The day has finally come. During the week I told you all that I would be having a guest blogger. Amber from the Survival Guide of the Young, Fabulous and Newlywed is writing today's post on my blog. Since my link tab isn't working her website is http://fabulousyoungandnewlywed.blogspot.com/. Be sure to check it out. She is an amazing write, one of my favorite blogger friends and has am awesome blog. This post is one I think you all will like. Amber is candid, honest and open and I love her for that. So enjoy!!!
Hello to Katie’s readers! I asked Katie last week if she would do a guest post on my blog today and she returned the favor by asking me to do the same.
As I thought about what to write, I wondered what Katie’s readers might be interested in. After looking over Katie’s followers, I realize that many of you are army/navy/marine wives. I love reading blogs of the wives of military men. Both of my grandfathers, an uncle and now my brother have served in a branch of the armed forces – so I have experienced first hand the toll deployments and time away from loved ones can take on a family.
I read your postings about how much you miss your husbands, how stressful managing a home without your partner can be, how nervous your are for an upcoming deployment, etc. and I think about how easily my life could have been just like yours. You see Steven, my hubby, wanted to join the Marines 3 months before we were married. The company joined right out of college experienced a huge downsize, and as he was one of the most recent hires – he was the first to let go. After a few days of researching his employment options, he approached me about his desire to serve his country. He had researched how to become and officer and the details concerning boot camp and deployments. He wanted to talk with a recruiter about seriously joining and wanted my opinion.

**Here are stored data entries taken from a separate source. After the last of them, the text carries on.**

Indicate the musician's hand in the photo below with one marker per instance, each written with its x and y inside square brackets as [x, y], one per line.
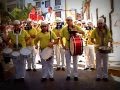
[65, 47]
[50, 44]
[32, 36]
[36, 47]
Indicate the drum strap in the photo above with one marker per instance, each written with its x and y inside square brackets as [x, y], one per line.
[50, 37]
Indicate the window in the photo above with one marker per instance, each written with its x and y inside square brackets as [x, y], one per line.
[38, 4]
[47, 4]
[29, 4]
[58, 14]
[57, 2]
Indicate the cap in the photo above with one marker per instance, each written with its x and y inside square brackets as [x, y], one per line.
[44, 23]
[70, 18]
[16, 22]
[100, 20]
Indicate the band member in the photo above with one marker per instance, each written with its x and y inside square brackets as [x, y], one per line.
[89, 48]
[50, 17]
[46, 37]
[66, 33]
[101, 37]
[59, 51]
[30, 44]
[23, 36]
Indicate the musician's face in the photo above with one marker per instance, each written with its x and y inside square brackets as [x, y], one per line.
[69, 21]
[44, 28]
[100, 25]
[16, 27]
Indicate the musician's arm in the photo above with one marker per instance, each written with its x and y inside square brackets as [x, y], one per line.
[80, 31]
[93, 36]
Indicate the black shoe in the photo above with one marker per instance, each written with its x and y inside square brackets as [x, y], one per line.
[34, 70]
[86, 68]
[63, 69]
[105, 79]
[92, 69]
[21, 79]
[51, 79]
[75, 78]
[39, 62]
[98, 79]
[58, 68]
[68, 78]
[28, 70]
[43, 79]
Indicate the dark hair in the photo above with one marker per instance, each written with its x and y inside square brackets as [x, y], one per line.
[50, 7]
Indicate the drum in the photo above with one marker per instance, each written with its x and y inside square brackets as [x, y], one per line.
[47, 53]
[104, 49]
[15, 55]
[7, 54]
[76, 45]
[25, 53]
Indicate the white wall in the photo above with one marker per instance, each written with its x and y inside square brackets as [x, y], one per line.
[116, 31]
[103, 9]
[74, 4]
[29, 1]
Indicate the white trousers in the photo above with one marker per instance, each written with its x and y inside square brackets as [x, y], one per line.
[47, 68]
[102, 65]
[31, 63]
[60, 56]
[89, 56]
[19, 65]
[68, 64]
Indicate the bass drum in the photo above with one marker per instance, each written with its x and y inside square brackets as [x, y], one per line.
[47, 53]
[76, 45]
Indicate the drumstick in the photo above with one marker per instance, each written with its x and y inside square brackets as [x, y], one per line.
[117, 43]
[17, 41]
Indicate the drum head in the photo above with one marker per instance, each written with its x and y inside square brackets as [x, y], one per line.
[25, 51]
[72, 46]
[15, 53]
[76, 45]
[46, 53]
[7, 50]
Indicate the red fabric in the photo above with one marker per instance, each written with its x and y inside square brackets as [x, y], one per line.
[34, 16]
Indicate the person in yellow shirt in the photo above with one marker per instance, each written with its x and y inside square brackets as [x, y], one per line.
[30, 44]
[101, 36]
[59, 51]
[89, 48]
[65, 33]
[46, 37]
[16, 39]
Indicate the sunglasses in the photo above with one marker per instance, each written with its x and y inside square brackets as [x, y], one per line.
[43, 26]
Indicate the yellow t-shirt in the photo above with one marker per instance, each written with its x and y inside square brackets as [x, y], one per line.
[21, 37]
[65, 34]
[88, 37]
[44, 38]
[58, 33]
[33, 33]
[95, 35]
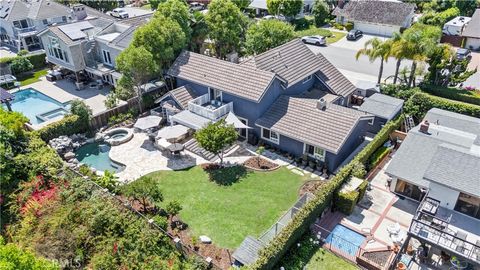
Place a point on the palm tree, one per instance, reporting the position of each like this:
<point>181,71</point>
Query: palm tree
<point>373,49</point>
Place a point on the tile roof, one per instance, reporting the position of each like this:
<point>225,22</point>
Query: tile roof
<point>382,105</point>
<point>420,154</point>
<point>387,12</point>
<point>473,29</point>
<point>333,78</point>
<point>292,61</point>
<point>455,167</point>
<point>236,79</point>
<point>299,118</point>
<point>183,95</point>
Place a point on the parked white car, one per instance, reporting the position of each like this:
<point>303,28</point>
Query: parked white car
<point>119,13</point>
<point>316,40</point>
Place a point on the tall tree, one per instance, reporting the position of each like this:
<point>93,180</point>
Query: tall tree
<point>267,34</point>
<point>137,66</point>
<point>215,137</point>
<point>227,25</point>
<point>163,38</point>
<point>288,8</point>
<point>374,49</point>
<point>176,10</point>
<point>320,12</point>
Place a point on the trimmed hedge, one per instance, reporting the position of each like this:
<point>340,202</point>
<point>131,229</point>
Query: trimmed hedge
<point>69,125</point>
<point>420,103</point>
<point>345,201</point>
<point>290,234</point>
<point>452,93</point>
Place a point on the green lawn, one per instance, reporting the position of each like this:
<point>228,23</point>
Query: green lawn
<point>229,209</point>
<point>313,257</point>
<point>29,78</point>
<point>332,36</point>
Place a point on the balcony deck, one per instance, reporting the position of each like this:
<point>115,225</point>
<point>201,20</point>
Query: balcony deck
<point>449,230</point>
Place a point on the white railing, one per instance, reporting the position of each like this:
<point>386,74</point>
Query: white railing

To say that I didn’t exactly handle the situation well would be an understatement. I pitched a fit! I told him that if he joined, I would call off the engagement. We were getting married in 3 months! We had just graduated from college! I loved Charlotte. I loved the friends we had in Charlotte. I loved my job. I did not even want to think about the possibility of moving – especially if that meant my soon-to-be husband would be joining the military and leaving me for months on end.
Steven handled my fit with an astonishing amount of grace. He understood my concerns and promised never to mention it again. He soon took a sales job with my company and we moved ahead with our wedding plans.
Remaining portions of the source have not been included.